Beyond the ranch: Diamond 7 Bar Ranch finds opportunity around every corner in rural Wyoming
Alva – “You can be whatever you want to be, but you’ve got to go get it,” says Beth Reilly of the advice she gives her own four boys. “We can’t stand here and wait for someone to give it to us.”
It seems to be the advice by which Beth and her husband Pat live their own lives.
“Our great-grandfather homesteaded here in the late 1800s,” says Beth, whose maiden name is Mahoney. “We have a long history in this area.”
They first settled in the Centennial Valley between Spearfish and Deadwood, S.D. After coming to the Alva area to hunt because game was more plentiful there, the family decided to move that direction.
The family homesteaded and was able to purchase neighboring homesteads.
“This little area is tucked along this side of the Bearlodge Mountains and gets as much snow as anywhere,” says Beth, “and the snow doesn’t come off until late. Being tucked in the trees here, we don’t get the wind, so it makes the most out of the 15 inches of moisture we receive annually.”

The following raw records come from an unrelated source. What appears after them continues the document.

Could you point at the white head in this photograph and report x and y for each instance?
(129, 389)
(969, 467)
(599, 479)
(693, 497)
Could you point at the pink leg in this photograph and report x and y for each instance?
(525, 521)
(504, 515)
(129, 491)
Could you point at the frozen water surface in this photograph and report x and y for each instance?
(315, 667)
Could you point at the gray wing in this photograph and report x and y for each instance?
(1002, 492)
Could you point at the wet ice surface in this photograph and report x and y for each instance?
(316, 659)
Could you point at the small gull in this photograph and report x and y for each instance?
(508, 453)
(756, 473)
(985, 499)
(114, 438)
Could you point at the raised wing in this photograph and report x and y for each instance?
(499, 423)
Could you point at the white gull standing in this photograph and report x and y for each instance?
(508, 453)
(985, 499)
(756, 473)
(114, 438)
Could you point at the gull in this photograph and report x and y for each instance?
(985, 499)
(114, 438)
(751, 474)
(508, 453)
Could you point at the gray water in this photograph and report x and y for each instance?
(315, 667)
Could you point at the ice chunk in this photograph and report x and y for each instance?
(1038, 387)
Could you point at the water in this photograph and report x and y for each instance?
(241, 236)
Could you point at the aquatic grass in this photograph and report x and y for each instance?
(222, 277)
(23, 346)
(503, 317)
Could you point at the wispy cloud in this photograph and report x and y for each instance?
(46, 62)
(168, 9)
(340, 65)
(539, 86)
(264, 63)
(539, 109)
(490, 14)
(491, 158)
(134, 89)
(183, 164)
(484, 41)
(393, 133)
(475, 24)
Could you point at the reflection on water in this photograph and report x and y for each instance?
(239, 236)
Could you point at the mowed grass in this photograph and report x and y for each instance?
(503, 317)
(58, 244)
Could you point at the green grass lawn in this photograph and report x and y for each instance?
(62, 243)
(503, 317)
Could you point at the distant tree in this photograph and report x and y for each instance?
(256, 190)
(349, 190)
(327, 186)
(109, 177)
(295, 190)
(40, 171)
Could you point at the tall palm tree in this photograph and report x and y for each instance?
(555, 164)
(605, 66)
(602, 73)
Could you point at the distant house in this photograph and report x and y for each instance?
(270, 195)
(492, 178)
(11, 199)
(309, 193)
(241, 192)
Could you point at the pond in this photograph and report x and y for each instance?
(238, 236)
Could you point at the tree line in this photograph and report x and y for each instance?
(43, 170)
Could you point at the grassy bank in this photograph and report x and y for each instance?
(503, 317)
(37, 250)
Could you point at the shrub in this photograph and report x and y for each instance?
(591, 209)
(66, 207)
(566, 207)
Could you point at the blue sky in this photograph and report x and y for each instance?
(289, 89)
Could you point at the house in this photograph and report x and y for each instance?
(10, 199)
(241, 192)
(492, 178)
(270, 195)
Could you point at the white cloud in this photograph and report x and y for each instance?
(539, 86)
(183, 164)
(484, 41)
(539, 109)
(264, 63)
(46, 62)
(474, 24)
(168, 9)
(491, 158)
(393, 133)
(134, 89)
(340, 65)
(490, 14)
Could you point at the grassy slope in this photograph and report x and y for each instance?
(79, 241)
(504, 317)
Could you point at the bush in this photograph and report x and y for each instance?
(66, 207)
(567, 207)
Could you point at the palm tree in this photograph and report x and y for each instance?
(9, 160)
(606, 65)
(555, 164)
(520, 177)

She continues, “Sometimes, it’s late to thaw here, and our crops are slower growing than those out on the prairie. But, we stay green, so the game stays here, and what makes for good game country makes for good cattle grazing.”
Thompson Livestock out of South Dakota summers yearlings on the ranch.
“We have traditionally been a cow/calf operation, but just because grandpa and dad did something doesn’t mean it pencils out today,” says Beth.
The yearlings arrive in the spring and are shipped back out each September before hunting season gets into full swing. It’s an approach that saves the ranch having to ship in winter hay and the cattle are gone before hunting season gets into full swing.
“We don’t have much for fields,” says Beth. “There’s no way, if we’re fully stocked, that we can have enough hay to make it through the winter here.”
The ranch does have a small herd of cows and calves. The steer calves are fed out, either on grass or grain, and sold through the family’s custom beef business.
Hosting hunters on the ranch is a 54-year legacy.
“Those first hunters still come,” says Beth, noting that one of the hunters reminds her that he’s been visiting the ranch since before she was born.
From the hunting, broader guest services were launched. With the buildings and infrastructure in place to host guests, Beth’s parents first began operating as a guest ranch in the 1970s for about a 10-year stint.
Pat and Beth have put that business back in full operation, hiring Kendra Meidinger to oversee the ranch’s guest services.
“We want to project a working cattle ranch and what that looks like today,” says Beth. “We have a rotational grazing program. We split about 1,000 head of yearlings into two groups. Every group is moved every 14 days onto fresh grass.”
“They’re in two groups so, if things work correctly, we’re moving a group every week. That works perfectly for the guests who all get in on a cattle drive,” Beth continues. “We make the point that we’re not just moving them for the guests but as a best management practice.”
Guests also have the option of accompanying the ranch crew when they’re haying, fencing and doctoring, which is done with a dart gun. None of the activities are required, but they are an available option for guests.
Tire tank business
Another business, which now employs five people full time, began on the ranch in the late 1970s, early 1980s with Beth’s father, Gerald Mahoney. She says her family jokingly refers to the time period as the “winter of burning rubber.”
Mahoney, tired of stock tanks that did not hold up, was trying to tear the top off of a large mining tire.
“I’m glad he kept working on it,” says Beth of the effort that resulted in Giant Rubber Water Tanks, “because it’s turned into a really good business.”
When Pat and Beth purchased the tank business from Gerald, he had already established a dealer network and sold tanks into quite a few areas but hadn’t pushed the business to its full potential.
The Reillys have grown the dealer network to 140 from all across the country and a branch business in Brazil.
It’s the water tank business that also led Beth to their latest venture, construction of a livery where the ranch meets Highway 24 between Alva and Hulett. It’s the same area where an Old West town, named Bear in tribute to the family that once homesteaded there, is being built.
The ranch also hosts trail rides from this area, catering to guests on their way to nearby Devils Tower National Park.
Summer 2017 resulted in unexpected rapid progress for Bear, which was being considered on a five-year plan following construction of the livery. Some historic buildings, many of which originated in Devils Tower National Park, became available.
Beth and Kendra jumped at the opportunity and are now searching for an old schoolhouse and a historic church to add to their Old West town. There will be a mercantile, a family-friendly saloon and the world’s largest tire swing, built in tribute to Giant Rubber Water Tanks.
Long-term, Bear is slated to become a host site for many activities including weddings and Sunday church services. RV hookups may be another option.
“Setting goals and having those things out there, stuff just falls in your lap if you’re forward planning and thinking,” says Beth. “And, that’s kind of been the way we have progressed. If we have the dreams and if we’re not scared to dream the dreams, then a lot of times the stuff just makes itself available to us.”